Я пошел к секретарю обкома партии, курировавшему флотилию. Стал рассказывать, что там происходит. Слушая, он то и дело улыбался. Потом прервал:
— это что! Бот я вам покажу, — достал из стола пачку зарубежных газет, где крупным планом в разных позах, в едва заметном купальнике была сфотографирована молодая женщина.
— Солянику, — продолжал он, — пятьдесят четыре, а ей двадцать семь. Он возит ее с собой, установил для нее фиктивную должность с огромным окладом.
Закончил:
— Не беспокойтесь, примем серьезные меры, все будет в порядке.
Однако стало ясно — порядок не наведут. Решил ехать в Москву, к министру Ишкову. Он тоже заверил, что будут приняты самые решительные меры, но из этой беседы было также ясно, что все — пустые слова.
Тогда я отправился в «Комсомольскую правду». Выслушав меня, главный редактор Юрий Воронов сказал своим коллегам:
— Флотилия насчитывает две тысячи человек, это все молодежь, в большинстве комсомольцы, и молчать мы просто не имеем права.
Я снова поехал в Одессу.

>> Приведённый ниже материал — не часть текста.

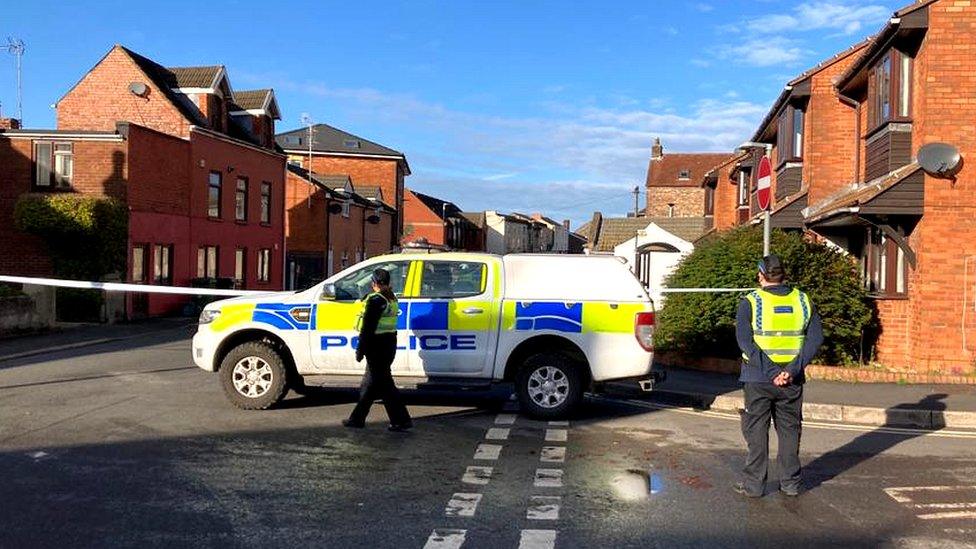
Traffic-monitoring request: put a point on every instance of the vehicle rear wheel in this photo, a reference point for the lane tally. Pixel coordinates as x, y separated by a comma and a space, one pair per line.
253, 376
549, 385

Часть флотилии во главе со «Славой» находилась там уже недели две, а флагман «Советская Украина» во главе с Соляником и остальными китобойцами были на подходе. На небольшом судне группа работников Управления китобойного флота отправилась навстречу «Советской Украине» для проверки итогов рейса. Я пошел вместе с ними. Мы поднялись на борт флагмана часа за четыре до его прихода в порт.
Предъявив удостоверение, я сказал Солянику, что хочу поговорить.
— Рано, понимаете, рано, — поморщился он. — Вот придем на внешний рейд, я дам там пресс-конференцию для советских и иностранных журналистов, там и отвечу на ваши вопросы.
— Едва ли это будет уместно. Мои вопросы касаются тяжелого положения на флотилии.
Как бы это описать, как он посмотрел на меня. Точно на букашку, о которую мараться не хочется, но ничего не поделаешь, придется раздавить. Он снял с крючка микрофон, и на все судно прогремел его командирский голос:
— Редактора многотиражки на мостик!
Точно стоял за переборкой, тут же выскочил ничем не приметный человек.
— Вот ваш коллега прибыл, — кивнул Соляник в мою сторону. — Покажите ему подшивку нашей газеты, побеседуйте с ним, э-э... угостите его, — повернулся и ушел.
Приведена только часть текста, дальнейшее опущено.